Бертилла начала понимать, почему женщины не убегают отсюда.

Ни один слуга, думала она, не говоря уж о преподавателе, не стал бы терпеть тон, каким тетка разговаривала с этими женщинами, и заявил бы об уходе.

— Вы говорите, они должны сидеть в тюрьме? — спросила она. — А что они сделали?

— Воровали, нарушали законы, хоть здесь их и не слишком много, нарушать почти нечего, — ответила Агата Элвинстон. — Им следует нести наказание за грехи, как и любому, кто совершает грех.
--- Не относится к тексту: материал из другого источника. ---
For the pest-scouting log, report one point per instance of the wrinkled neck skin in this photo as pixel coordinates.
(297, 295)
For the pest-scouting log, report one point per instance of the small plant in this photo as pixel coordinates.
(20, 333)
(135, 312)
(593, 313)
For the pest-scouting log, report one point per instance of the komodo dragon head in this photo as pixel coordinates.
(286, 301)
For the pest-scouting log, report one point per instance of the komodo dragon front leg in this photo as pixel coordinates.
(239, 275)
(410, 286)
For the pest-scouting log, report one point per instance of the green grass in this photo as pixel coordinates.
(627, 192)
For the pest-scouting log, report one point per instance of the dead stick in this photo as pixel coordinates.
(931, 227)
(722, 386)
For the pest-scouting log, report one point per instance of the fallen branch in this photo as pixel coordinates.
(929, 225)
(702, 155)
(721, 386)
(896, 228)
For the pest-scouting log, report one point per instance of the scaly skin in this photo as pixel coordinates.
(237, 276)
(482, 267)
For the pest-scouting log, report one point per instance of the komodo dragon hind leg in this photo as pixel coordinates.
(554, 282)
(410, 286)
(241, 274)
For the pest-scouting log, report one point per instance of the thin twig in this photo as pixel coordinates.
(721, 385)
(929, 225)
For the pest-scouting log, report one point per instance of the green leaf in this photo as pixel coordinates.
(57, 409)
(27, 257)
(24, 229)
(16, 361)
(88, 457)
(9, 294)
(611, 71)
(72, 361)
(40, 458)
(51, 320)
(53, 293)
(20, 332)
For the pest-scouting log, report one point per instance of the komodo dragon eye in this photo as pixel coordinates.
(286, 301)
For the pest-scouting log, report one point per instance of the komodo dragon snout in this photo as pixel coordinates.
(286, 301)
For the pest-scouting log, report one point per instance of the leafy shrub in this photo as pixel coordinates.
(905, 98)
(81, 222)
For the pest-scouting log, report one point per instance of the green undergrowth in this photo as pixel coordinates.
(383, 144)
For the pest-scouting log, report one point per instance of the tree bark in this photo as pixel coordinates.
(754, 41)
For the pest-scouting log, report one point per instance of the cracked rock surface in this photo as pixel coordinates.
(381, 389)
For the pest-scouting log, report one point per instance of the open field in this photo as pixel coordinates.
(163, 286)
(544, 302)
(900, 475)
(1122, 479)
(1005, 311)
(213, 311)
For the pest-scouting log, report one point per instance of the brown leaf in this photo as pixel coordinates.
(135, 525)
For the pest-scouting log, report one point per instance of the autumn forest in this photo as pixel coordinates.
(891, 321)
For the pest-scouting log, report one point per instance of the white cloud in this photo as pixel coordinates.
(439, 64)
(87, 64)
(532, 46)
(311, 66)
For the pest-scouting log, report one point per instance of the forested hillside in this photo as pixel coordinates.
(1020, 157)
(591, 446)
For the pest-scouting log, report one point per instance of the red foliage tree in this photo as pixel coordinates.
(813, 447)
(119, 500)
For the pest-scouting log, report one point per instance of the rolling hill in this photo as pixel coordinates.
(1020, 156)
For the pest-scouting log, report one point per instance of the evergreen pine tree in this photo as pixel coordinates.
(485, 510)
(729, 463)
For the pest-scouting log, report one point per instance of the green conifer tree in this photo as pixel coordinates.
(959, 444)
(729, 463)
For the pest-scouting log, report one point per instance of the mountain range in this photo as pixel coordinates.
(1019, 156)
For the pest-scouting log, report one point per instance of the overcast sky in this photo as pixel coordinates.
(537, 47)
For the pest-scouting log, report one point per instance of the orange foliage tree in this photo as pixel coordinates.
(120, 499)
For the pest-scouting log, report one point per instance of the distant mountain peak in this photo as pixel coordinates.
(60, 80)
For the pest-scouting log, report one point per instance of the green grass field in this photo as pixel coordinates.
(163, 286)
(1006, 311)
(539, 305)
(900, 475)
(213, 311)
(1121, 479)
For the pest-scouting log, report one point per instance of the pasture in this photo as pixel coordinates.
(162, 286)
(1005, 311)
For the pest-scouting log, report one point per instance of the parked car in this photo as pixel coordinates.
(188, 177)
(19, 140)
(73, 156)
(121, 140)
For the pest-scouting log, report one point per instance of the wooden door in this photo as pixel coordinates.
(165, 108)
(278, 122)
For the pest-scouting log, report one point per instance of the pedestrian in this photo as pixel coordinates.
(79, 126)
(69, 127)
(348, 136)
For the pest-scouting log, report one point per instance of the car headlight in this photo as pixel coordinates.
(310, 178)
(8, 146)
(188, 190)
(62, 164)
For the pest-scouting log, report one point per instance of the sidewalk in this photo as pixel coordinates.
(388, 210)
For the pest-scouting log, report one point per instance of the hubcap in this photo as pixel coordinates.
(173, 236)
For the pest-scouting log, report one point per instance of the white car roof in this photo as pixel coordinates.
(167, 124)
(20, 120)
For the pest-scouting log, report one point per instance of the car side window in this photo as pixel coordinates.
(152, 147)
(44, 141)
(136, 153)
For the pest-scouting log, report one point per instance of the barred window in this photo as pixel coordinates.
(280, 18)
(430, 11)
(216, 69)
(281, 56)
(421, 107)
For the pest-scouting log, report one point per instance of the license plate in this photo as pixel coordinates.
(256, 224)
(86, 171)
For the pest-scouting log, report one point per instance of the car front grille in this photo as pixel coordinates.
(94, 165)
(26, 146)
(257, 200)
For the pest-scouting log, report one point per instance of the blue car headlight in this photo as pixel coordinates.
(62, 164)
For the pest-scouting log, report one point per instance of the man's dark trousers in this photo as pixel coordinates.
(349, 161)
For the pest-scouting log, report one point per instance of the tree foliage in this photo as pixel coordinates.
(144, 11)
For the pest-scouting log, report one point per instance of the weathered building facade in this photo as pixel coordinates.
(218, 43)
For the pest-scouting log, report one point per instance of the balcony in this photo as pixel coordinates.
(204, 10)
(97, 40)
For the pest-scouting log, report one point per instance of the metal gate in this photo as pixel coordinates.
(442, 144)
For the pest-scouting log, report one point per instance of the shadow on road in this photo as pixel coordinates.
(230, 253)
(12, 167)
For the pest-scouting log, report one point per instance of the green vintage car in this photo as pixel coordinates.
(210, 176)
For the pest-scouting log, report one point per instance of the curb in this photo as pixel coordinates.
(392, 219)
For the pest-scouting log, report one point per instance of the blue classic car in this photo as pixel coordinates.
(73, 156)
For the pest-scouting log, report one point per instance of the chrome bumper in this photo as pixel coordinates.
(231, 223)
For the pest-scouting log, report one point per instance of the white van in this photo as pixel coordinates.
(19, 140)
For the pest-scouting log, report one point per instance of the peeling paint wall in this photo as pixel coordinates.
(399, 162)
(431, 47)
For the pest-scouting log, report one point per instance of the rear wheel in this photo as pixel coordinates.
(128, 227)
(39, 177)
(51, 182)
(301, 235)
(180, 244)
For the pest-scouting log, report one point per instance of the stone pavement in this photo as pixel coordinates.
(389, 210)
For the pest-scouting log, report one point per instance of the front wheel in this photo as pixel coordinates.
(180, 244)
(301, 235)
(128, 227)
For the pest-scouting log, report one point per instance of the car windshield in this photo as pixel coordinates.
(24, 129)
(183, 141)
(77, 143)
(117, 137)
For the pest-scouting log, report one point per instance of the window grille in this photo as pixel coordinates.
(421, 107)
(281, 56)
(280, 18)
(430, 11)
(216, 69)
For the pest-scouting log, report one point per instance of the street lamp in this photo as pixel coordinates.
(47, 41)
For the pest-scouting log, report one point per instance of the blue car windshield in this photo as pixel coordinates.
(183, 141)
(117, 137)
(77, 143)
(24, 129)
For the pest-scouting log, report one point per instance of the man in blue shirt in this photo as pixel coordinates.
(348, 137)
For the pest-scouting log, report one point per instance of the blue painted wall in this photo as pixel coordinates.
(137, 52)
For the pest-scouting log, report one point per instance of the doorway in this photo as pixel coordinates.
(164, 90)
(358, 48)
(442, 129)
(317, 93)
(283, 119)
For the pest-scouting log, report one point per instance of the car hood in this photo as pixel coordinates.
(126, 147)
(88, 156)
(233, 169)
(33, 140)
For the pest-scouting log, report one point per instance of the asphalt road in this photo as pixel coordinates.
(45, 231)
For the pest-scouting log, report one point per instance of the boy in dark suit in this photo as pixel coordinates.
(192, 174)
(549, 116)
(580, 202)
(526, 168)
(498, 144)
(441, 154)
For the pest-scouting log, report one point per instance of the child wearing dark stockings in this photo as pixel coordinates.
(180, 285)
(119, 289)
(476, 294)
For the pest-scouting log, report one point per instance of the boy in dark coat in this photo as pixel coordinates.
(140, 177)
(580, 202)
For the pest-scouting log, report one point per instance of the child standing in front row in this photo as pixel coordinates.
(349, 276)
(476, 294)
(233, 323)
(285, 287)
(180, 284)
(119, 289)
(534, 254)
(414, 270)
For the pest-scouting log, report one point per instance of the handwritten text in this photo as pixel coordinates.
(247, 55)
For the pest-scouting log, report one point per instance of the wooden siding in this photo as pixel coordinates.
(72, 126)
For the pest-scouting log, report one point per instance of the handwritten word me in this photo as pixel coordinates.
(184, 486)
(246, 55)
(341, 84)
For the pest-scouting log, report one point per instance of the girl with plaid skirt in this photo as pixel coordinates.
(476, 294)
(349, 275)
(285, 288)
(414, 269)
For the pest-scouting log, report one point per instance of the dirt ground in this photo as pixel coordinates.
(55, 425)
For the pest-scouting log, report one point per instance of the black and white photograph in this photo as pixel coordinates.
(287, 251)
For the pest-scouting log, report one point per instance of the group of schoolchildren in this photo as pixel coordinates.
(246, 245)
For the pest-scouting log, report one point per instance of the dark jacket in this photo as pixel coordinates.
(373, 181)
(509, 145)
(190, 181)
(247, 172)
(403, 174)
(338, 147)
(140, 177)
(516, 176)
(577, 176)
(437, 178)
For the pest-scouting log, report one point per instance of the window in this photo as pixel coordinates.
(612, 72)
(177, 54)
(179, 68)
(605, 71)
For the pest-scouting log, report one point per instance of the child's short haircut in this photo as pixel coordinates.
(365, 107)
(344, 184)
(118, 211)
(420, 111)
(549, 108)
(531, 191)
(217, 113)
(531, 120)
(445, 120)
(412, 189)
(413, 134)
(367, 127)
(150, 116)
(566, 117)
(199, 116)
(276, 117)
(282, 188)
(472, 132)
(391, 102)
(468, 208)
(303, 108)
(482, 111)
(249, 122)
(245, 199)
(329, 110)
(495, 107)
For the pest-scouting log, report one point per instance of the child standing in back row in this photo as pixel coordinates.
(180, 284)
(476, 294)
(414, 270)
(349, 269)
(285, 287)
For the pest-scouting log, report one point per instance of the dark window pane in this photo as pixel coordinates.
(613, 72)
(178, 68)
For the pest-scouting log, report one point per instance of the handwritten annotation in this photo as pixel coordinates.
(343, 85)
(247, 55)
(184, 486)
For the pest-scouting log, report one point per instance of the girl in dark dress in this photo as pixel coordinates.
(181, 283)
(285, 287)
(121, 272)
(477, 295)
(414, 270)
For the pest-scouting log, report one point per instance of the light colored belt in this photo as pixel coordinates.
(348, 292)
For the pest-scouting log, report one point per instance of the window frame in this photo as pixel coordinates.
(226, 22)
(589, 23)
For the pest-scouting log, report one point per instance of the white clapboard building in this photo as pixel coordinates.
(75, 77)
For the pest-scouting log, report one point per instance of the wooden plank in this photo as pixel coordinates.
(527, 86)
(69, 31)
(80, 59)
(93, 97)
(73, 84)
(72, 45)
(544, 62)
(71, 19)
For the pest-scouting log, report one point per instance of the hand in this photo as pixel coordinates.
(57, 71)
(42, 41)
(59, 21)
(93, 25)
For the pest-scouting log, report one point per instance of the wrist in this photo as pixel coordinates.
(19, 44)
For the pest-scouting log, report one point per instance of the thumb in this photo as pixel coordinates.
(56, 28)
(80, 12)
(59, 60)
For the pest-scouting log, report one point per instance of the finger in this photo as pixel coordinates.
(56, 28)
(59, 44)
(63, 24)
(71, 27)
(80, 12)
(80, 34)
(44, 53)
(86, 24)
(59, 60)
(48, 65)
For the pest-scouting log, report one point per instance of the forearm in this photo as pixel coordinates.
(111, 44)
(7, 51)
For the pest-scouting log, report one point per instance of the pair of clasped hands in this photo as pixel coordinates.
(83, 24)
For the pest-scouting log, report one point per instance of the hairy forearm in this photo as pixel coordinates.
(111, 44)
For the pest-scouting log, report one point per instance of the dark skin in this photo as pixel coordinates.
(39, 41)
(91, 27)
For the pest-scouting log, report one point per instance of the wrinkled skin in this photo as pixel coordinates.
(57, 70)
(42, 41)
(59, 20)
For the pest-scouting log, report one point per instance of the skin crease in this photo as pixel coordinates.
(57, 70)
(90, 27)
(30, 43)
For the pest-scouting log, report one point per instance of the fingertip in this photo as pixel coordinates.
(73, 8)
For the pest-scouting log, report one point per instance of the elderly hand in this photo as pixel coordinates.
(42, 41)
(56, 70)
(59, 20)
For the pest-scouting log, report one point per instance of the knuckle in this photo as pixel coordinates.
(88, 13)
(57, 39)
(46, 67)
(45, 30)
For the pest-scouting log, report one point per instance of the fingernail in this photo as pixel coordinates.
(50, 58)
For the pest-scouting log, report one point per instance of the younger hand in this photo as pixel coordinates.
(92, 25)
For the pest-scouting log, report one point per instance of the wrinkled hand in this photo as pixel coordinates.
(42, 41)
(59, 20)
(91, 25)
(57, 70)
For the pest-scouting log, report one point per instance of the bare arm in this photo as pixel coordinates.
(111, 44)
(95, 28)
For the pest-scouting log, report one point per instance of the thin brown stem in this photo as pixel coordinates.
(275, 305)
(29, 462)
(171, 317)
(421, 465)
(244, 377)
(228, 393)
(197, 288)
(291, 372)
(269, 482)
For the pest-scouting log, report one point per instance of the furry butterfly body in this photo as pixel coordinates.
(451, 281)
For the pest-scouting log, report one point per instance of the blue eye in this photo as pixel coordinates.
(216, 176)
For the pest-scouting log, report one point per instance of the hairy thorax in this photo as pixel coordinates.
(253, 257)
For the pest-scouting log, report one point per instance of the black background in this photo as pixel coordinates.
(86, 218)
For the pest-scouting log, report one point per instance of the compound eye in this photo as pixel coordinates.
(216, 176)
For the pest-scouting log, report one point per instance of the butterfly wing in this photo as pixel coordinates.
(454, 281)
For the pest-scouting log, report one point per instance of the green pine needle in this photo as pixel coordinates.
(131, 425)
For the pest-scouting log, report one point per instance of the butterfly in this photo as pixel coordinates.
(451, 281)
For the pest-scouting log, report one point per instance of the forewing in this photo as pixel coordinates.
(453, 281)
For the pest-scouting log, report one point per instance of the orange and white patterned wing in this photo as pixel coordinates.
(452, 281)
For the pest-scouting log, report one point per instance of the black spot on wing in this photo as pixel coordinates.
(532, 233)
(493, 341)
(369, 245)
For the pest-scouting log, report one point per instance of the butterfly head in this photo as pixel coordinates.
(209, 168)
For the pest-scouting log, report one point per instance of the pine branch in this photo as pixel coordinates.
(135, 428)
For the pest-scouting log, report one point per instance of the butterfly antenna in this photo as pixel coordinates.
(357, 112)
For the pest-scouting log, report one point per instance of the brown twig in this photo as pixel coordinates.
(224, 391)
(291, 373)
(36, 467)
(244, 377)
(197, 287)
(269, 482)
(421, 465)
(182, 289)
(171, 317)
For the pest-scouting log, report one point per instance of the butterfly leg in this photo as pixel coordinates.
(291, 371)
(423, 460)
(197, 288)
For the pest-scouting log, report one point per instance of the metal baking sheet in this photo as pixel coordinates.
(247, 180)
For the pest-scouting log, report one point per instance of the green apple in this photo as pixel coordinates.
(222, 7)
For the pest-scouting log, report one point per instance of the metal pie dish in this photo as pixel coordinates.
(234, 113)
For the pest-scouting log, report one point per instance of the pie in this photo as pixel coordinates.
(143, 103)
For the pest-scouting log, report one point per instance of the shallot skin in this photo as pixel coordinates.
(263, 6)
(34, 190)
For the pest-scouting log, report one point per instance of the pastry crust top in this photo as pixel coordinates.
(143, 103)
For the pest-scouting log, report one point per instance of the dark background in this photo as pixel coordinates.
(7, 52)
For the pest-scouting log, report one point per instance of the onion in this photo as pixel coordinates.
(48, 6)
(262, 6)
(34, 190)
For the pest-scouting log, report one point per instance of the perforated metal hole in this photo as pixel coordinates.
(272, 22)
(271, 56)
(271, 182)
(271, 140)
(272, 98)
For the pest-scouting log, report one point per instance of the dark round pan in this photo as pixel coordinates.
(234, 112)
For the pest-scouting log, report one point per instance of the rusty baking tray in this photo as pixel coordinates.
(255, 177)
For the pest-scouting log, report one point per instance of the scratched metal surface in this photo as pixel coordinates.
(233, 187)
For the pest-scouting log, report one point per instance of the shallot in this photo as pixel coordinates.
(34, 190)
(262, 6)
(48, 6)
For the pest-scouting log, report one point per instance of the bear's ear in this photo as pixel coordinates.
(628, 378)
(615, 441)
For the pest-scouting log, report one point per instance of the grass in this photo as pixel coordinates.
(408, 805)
Тетка смотрела на племянницу таким жестким взглядом, что Бертилла невольно вспомнила, как та советовала отцу бить ее в детстве.

Девушка повернулась и ушла с чувством отвращения и подавленности.

Вечером чувство подавленности еще увеличилось после того, как Агата Элвинстон рассказала ей о своих методах внедрения христианской веры.

На следующий день Бертилле посчастливилось найти в зарослях рододендронов несколько яиц, и тетка позволила ей съесть маленькое яичко на завтрак.

Дети вернулись утром в дом миссии, и Бертилла имела случай наблюдать тетушкин метод в действии.

Сначала дети встали на колени и долго слушали, как Агата читает молитвы, затем последовало еще более долгое чтение Библии.

После этого дети пели гимн на английском языке, не понимая, что они поют; пели с ними и так называемые учительницы, которые перевирали чуть ли не каждое слово.

Но все же, как показалось Бертилле, и женщины, и дети с удовольствием слушали музыку, исполняемую Агатой на старой, задыхающейся фисгармонии, которую тетка велела племяннице тщательно протирать каждый день и следить, чтобы ее не повредили термиты.

Когда пение и музыка окончились, трое старших мальчиков стали отвечать урок по катехизису, что сопровождалось, как тут же убедилась Бертилла, крепкими шлепками и, соответственно, слезами обучаемых.

Три туземные помощницы должны были обучать детей чтению простых слов и начаткам счета.

В качестве наглядных пособий для обучения арифметике употреблялись кокосовые орехи, камешки и палочки, и Бертилла заметила, что, как только тетка поворачивалась к ученикам спиной, учительницы теряли всякий интерес к делу, а дети начинали играть.

Очень неприятный инцидент имел место с самого утра, поскольку даячка вошла в здание миссии с пучком орхидей в волосах.

Цветы были очаровательные, и Бертилла невольно подумала, что совсем юная женщина, почти девочка, сама напоминает цветок.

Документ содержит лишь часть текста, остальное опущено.